В комнате было полутемно. Из окна потянул свежий ночной ветерок. Графиня Юлия молча встала и закрыла окно. Потом опять открыла.
– Лучше сядем сюда, – сказала она. И они пересели дальше от окна на большой низкий диван, стоявший в глубине за цветами.
– Ну, вот вы, отрицая всякую зависимость от высшего, подчинили свою волю себе, и разве вы счастливы? – спросила графиня Юлия.
Митенька молчал.
Она, как бы желая заглянуть ему в глаза, в полумраке наклонилась и несколько секунд ждала ответа, оставаясь близко от него.
– Зачем об этом говорить! Разве кто-нибудь может сказать про себя, что он нашел в своей жизни счастье? – ответил Митенька.
Графиня Юлия вздохнула, отклонилась от Митеньки и, закинув голову назад, прислонилась к спинке дивана, глядя молча в потемневший сад.
Думала ли она о его словах, о нем самом или о своей жизни, только когда Митенька встал, – сам не зная почему выбрав именно этот момент для отъезда, – молодая женщина, как бы очнувшись от задумчивости, подала ему руку, но с тем, чтобы проститься, – она слабо и робко потянула его к дивану, чтобы он сел, и сказала:
– Побудьте еще со мной…
Помолчав несколько времени, она сказала:
– В нашей с вами судьбе есть некоторое сходство: вы встречались с дурными женщинами, которые неспособны глубоко видеть в мужской чистой душе. А моя жизнь сложилась так плохо оттого, что все мужчины во мне слишком чувствовали женщину… и это привлекало дурных мужчин.

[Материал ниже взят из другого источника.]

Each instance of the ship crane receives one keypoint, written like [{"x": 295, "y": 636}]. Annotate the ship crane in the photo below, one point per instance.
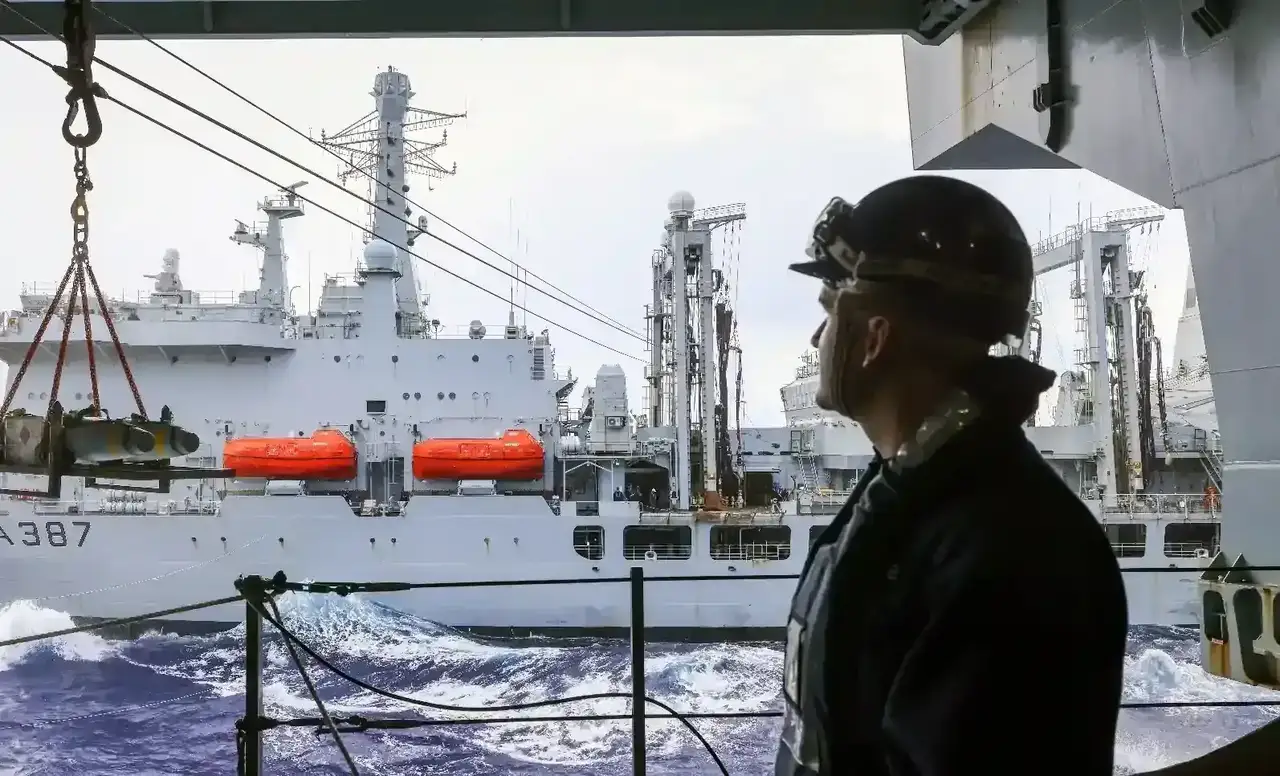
[{"x": 87, "y": 443}]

Они долго сидели в полумраке. Иногда молчали. Иногда графиня Юлия повертывалась к Митеньке с каким-нибудь вопросом. Ему приходила мысль, замечает она или не замечает, что они сидят так близко друг к другу, что плечи и бока их почти соприкасаются.
– Какое чувство духовной свободы, легкости и необыкновенной высшей близости испытываешь, когда говоришь с женщиной без всякой мысли о том, что перед тобой женщина. Когда прикасаешься только к ее скрытой от всех душе и совершенно не думаешь о ее теле, – сказал Митенька.
Он опять сам не знал, зачем он это сказал, но инстинктивно чувствовал, что на молодую женщину это должно было произвести действие, обратное тому, о котором он говорил словами.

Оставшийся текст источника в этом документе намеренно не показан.